The central figure is Bhaisajyaguru [Tib.: sangye menla], the buddha of medicine, the physician of human passions, the unfailing healer of the ills of samsara. He is dark blue like lapis lazuli and hence called Vaiduryaprabharaja. As blue is also well known as Akshobhya´s color, Bhaishajyaguru receives some of the attributes of Akshobhya, who presides over the east. Bhaishajyaguru holds the myrobalan [arura] plant in his right hand; his left hand cradles a bowl of amrita - medicine. The bowl is made of lapis lazuli and is dodecagonal in form, symbolizing his twelve resolutions to help human beings. His expression is calm and serene, and he does not wear a crown on his head.
According to Hsuan Tsang and I-tsing, his paradise in the east is called "pure world created in lapis lazuli." He is flanked by the two chief Bodhisattvas of his cycle: Suryaprabha, Solar Radiance, to the right and Chandraprabha, Lunar Radiance, to the Left.
Sixteen Bodhisattvas are depicted along both sides of the Thangka's vertical panels.
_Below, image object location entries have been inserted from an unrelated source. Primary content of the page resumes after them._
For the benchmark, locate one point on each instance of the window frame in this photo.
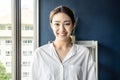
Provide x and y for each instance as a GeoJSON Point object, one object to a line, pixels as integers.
{"type": "Point", "coordinates": [16, 22]}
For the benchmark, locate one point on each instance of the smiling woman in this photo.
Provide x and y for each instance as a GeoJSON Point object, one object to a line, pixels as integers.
{"type": "Point", "coordinates": [62, 59]}
{"type": "Point", "coordinates": [18, 22]}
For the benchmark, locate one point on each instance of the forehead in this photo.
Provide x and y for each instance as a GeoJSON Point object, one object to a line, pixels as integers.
{"type": "Point", "coordinates": [61, 17]}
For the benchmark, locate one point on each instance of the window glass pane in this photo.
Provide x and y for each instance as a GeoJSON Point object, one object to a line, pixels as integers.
{"type": "Point", "coordinates": [5, 40]}
{"type": "Point", "coordinates": [27, 37]}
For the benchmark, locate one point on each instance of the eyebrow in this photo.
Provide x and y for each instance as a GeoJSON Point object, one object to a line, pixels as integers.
{"type": "Point", "coordinates": [64, 21]}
At the time of death, when a dying person invokes the Buddha in earnestness, these Bodhisattvas appear and help the dying person obtain birth on a lotus flower in Vaidurya-nirbhasa Heaven.
The twelve yaksha generals are charged to protect adepts by the divine grace of Bhaishajyaguru. Each yaksha general reigns over one of the twelve months and twelve parts of the day, while Suryaprabha and Chandraprabha rule over day and night. The yaksha generals hold an animal, probably a mongoose, the symbol of Vaishravana, who is the king of the yakshas.
There are different emanations of Bhaishajyaguru. Six emanations can be seen on the top panel, to which Shakyamuni Buddha has been added in the center.
The four guardians of the world [catur-maharajika] are illustrated in the corners of the Panel under the throne. The bottom panel depicts the ten keepers of the directions [dikpala]. They are, from left to right: Brahma on a goose, Indra on an elephant, Agni on a goat, Yama on a buffalo, Nairrita on a corpse, Varuna on a sea-monster, Vayu on a deer, Kubera on a horse, Ishana on a bull, Prithivi on a boar.
Sakya Pandita and inscriptions of his name are depicted on the tapestry hanging from Bhaisajyaguru's throne. This clearly indicates that the scroll was painted in Sakya circles. A number of lamas with red caps can see on the top panels as well as below the throne. Donors are painted at the top.
The sutra of Bhaisajyaguru represents dramatic changes in patterns of life, as illustrated in the life of the T'ang emperor Chung-tsung who lost the throne in 684 to his morher, Empress Wu, and later regained it upon her death in 705. His life was saved by the spiritual force of Bhaisajyaguru, whose name he had constantly repeated.
He requested the learned monk I-tsing, who had been on a pilgrimage to India, to translate the Bhaisajyaguru sutra from Sanskrit. The emperor assisted in the translation by acting as the scribe.